La mission d'information sur "la révision de la loi relative à la bioéthique" doit publier mardi son rapport. Dans ce document, que LCP a pu consulter, le rapporteur LaREM Jean-Louis Touraine se prononce pour l'ouverture de la PMA aux couples de femmes et aux femmes seules.

La mission d'information sur "la révision de la loi relative à la bioéthique" devrait se prononcer mardi en faveur de l'ouverture de la procréation médicalement assistée (PMA) aux femmes seules et aux couples de femmes.

"[Cette ouverture] apparaît comme une nouvelle étape sur le long chemin de l'émancipation des femmes par le renforcement de 'l'autonomie des choix reproductifs'", écrit le député La République en Marche (LaREM) Jean-Louis Touraine dans son rapport, qui doit être soumis au vote de cette mission composée de 36 membres, issus de tous les groupes politiques.

Le document de 300 pages, résultat de l'audition de près de 150 personnes (Manif pour tous, SOS Homophobie, comité consultatif national d'éthique...), formule 60 propositions dont a tenu à se démarquer dès l'introduction le président de la mission, Xavier Breton (Les Républicains).

Tout en expliquant ses "désaccords" avec les préconisations de son collègue de LaREM, le député de l'Ain estime toutefois que le rapport "mérite d'être lu avec attention" car il servira "de toile de fond des débats parlementaires" à venir lors de la révision des lois de bioéthique, qui devrait intervenir au début de l'été.

>> L'essentiel du rapport par Matthieu Desmoulins

 

 

La PMA pour toutes au nom de l'"égalité"

La proposition n°2 du rapport est la plus emblématique : "Ouvrir l'accès de l'assistance médicale à la procréation (AMP) aux couples de femmes et aux femmes seules."

"L'institution du mariage entre couples de personnes de même sexe, couplé au droit à l'adoption pour les couples homosexuels, a permis de lever certaines barrières", écrit Jean-Louis Touraine, qui estime que c'est au nom de "l'égalité" que la PMA doit être ouverte à tous les couples et aux femmes seules.

Une mesure qui serait prise en charge par la sécurité sociale

Aujourd'hui, note le rapporteur, "le recours aux techniques de procréation est considéré comme une assistance à un état pathologique, en l’occurrence l'infertilité" des couples hétérosexuels.
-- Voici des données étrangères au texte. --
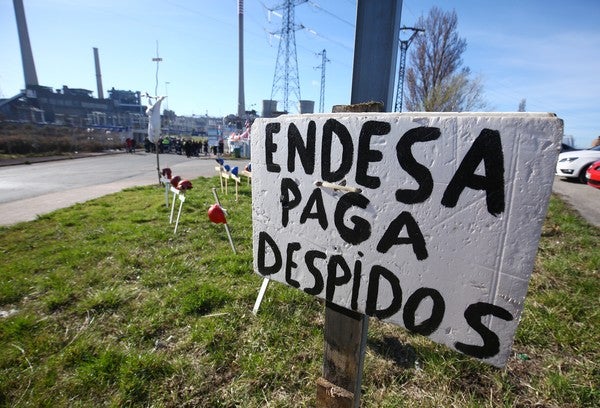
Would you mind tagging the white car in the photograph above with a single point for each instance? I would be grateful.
(575, 163)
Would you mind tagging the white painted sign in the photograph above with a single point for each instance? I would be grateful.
(427, 221)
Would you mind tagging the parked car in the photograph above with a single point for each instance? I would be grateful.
(593, 175)
(567, 148)
(575, 163)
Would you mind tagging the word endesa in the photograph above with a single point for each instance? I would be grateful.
(334, 271)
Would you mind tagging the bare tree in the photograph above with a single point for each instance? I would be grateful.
(436, 80)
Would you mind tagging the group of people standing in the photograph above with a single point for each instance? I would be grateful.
(189, 147)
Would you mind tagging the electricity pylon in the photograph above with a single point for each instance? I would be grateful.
(324, 60)
(404, 44)
(286, 80)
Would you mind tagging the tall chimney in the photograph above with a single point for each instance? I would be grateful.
(98, 74)
(241, 102)
(26, 53)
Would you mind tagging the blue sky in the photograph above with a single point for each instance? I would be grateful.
(544, 51)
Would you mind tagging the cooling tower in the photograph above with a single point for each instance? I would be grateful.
(305, 106)
(98, 74)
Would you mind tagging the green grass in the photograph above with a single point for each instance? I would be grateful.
(110, 308)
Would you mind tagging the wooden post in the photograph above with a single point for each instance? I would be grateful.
(345, 332)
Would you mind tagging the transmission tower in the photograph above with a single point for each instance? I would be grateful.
(324, 60)
(404, 44)
(286, 81)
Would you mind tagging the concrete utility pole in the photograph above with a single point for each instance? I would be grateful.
(345, 331)
(241, 97)
(404, 44)
(375, 51)
(26, 53)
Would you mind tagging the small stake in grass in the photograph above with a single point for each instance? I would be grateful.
(216, 214)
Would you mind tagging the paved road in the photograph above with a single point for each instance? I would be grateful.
(27, 191)
(585, 199)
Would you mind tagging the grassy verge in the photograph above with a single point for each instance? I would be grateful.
(102, 305)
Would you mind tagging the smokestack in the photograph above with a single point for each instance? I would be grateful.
(26, 53)
(241, 102)
(98, 74)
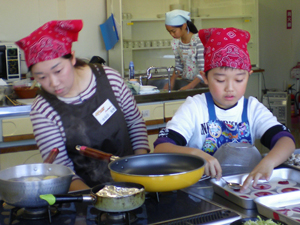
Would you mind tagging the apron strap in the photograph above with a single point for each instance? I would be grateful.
(245, 114)
(212, 112)
(210, 106)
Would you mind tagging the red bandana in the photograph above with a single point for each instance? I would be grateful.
(52, 40)
(225, 47)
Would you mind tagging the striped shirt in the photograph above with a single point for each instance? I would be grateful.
(189, 59)
(49, 131)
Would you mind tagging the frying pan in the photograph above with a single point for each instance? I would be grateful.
(26, 193)
(157, 172)
(106, 204)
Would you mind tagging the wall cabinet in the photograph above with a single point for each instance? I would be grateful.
(145, 41)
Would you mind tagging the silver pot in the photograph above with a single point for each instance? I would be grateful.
(27, 193)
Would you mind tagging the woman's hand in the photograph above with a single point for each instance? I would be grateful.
(77, 185)
(140, 151)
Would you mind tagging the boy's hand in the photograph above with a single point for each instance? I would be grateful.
(212, 167)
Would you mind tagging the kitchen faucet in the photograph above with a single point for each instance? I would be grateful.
(149, 75)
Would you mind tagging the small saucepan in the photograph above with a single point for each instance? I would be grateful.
(157, 172)
(104, 203)
(21, 193)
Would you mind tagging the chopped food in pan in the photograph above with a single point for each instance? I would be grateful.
(114, 191)
(260, 221)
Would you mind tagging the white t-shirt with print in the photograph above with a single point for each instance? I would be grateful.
(192, 116)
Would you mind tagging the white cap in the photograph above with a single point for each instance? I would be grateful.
(177, 17)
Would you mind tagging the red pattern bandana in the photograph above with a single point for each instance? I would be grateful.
(52, 40)
(225, 47)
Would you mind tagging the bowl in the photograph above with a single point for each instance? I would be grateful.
(26, 92)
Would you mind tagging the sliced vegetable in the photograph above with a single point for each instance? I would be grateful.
(260, 221)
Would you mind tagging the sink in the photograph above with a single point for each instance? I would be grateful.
(160, 83)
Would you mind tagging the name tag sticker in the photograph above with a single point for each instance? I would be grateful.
(104, 112)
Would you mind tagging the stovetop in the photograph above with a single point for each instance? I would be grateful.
(168, 207)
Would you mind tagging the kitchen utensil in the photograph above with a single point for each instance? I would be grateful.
(234, 186)
(157, 172)
(52, 156)
(26, 193)
(106, 204)
(237, 158)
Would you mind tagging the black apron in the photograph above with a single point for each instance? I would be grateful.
(82, 128)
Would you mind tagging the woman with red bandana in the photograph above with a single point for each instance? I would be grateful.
(206, 121)
(80, 104)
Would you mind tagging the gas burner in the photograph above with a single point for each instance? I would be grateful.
(33, 213)
(59, 214)
(116, 218)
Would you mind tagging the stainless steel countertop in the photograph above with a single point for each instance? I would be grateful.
(165, 96)
(203, 189)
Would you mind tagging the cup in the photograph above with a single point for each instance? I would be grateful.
(154, 44)
(142, 44)
(129, 16)
(136, 44)
(166, 43)
(148, 44)
(160, 43)
(124, 16)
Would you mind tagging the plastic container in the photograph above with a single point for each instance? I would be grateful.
(131, 70)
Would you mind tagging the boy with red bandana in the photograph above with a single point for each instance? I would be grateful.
(204, 122)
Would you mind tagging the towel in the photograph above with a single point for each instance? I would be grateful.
(148, 89)
(109, 33)
(133, 86)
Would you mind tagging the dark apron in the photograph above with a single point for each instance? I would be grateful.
(82, 128)
(221, 132)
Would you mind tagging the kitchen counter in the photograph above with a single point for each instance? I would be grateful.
(203, 189)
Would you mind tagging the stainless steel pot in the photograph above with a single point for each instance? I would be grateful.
(26, 193)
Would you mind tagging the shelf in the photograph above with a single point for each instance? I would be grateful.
(150, 48)
(222, 17)
(200, 17)
(144, 20)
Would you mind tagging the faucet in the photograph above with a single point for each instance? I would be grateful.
(149, 75)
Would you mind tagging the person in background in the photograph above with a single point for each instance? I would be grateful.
(206, 121)
(187, 48)
(79, 104)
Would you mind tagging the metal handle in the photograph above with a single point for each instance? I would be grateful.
(52, 156)
(95, 153)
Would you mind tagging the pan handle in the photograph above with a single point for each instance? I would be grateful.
(54, 199)
(95, 153)
(52, 156)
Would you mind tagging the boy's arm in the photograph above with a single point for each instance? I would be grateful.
(283, 148)
(212, 167)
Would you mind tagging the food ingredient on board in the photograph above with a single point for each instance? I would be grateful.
(114, 191)
(260, 221)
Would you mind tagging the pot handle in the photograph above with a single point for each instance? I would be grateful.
(53, 199)
(95, 153)
(52, 156)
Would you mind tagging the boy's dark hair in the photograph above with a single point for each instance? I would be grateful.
(191, 27)
(79, 62)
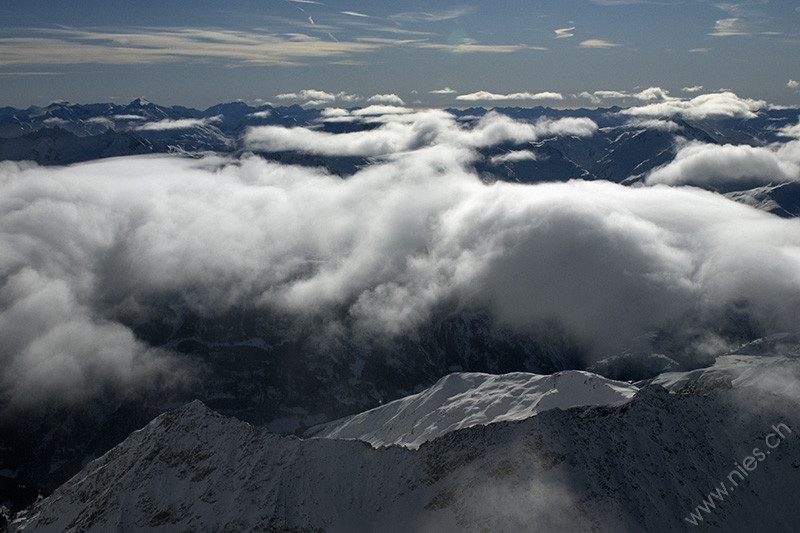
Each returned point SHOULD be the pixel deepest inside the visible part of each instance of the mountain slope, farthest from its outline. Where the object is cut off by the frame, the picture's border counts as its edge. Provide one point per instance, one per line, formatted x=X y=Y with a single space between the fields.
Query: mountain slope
x=646 y=465
x=468 y=399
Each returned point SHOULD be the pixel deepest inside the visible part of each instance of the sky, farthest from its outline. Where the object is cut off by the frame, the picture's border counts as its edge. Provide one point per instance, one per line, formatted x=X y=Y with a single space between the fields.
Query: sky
x=414 y=235
x=561 y=53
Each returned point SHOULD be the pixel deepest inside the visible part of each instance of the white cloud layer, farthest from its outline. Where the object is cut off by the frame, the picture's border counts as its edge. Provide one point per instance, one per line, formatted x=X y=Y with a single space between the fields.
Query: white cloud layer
x=489 y=97
x=392 y=99
x=80 y=245
x=724 y=104
x=713 y=165
x=412 y=131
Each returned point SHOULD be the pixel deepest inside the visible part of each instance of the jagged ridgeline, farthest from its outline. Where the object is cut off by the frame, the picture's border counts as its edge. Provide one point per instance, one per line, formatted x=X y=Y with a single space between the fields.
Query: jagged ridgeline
x=290 y=266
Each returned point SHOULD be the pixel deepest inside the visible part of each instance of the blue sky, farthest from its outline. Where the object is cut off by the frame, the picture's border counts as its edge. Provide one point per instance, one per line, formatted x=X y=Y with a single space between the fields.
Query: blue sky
x=558 y=53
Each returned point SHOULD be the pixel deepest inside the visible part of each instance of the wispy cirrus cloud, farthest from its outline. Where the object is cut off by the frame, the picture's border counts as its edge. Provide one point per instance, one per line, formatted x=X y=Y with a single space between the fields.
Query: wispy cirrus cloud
x=150 y=46
x=727 y=27
x=598 y=43
x=562 y=33
x=468 y=46
x=432 y=16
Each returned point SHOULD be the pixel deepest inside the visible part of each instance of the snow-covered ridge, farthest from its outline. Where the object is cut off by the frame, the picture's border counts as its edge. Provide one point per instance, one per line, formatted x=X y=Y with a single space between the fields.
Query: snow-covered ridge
x=462 y=400
x=642 y=466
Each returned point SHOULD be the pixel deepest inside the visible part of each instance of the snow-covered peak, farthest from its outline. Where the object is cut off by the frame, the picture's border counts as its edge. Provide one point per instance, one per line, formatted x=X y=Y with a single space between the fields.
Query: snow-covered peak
x=463 y=400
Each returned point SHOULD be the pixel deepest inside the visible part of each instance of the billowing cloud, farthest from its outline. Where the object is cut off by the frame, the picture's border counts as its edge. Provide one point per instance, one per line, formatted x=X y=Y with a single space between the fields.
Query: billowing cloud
x=712 y=165
x=514 y=156
x=386 y=248
x=489 y=97
x=653 y=124
x=790 y=131
x=392 y=99
x=412 y=131
x=724 y=104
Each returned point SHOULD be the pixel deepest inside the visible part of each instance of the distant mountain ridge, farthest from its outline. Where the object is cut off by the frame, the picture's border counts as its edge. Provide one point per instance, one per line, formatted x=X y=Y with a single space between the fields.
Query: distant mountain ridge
x=647 y=465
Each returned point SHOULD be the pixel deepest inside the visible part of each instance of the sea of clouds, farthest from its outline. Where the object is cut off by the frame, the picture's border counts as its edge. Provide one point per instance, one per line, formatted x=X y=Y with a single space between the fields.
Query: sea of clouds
x=415 y=232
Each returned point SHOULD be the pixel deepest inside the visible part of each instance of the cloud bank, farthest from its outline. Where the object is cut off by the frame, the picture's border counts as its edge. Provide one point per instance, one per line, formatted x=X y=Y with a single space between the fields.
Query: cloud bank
x=490 y=97
x=412 y=131
x=83 y=247
x=712 y=165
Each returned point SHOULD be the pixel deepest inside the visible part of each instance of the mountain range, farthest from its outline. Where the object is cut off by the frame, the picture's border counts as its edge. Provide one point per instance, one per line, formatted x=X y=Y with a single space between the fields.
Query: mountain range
x=459 y=422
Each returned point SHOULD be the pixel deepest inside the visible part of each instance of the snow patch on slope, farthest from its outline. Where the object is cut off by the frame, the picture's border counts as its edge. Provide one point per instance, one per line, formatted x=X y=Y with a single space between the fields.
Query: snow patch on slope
x=463 y=400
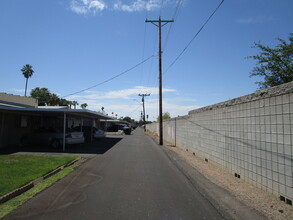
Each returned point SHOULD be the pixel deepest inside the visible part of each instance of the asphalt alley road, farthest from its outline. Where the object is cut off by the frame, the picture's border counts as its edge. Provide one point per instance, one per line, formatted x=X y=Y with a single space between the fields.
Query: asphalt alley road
x=135 y=179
Ce recours est également possible pour "éviter la transmission à l'enfant ou à un membre du couple d'une maladie d'une particulière gravité".

Avec l'ouverture de la PMA aux couples de femmes, ce "critère pathologique" serait donc de fait supprimé, y compris pour les couples hétérosexuels, écrit l'élu LaREM.

Jean-Louis Touraine, qui évoque une "procréation sans sexe pour tous", se prononce en faveur d'une "prise en charge de l'AMP par la sécurité sociale dans les mêmes conditions" que celles accordées aujourd'hui aux couples hétérosexuels infertiles.

Filiation : une déclaration commune anticipée

Les parents qui auraient recours à la PMA seraient considérés comme les parents de l'enfant à condition d'avoir effectué une "déclaration commune anticipée de filiation" devant un notaire. Cette déclaration serait ensuite transmise à l'officier d'état civil au moment de la déclaration de la naissance de l'enfant. Elle figurerait en marge de la copie intégrale de son acte de naissance.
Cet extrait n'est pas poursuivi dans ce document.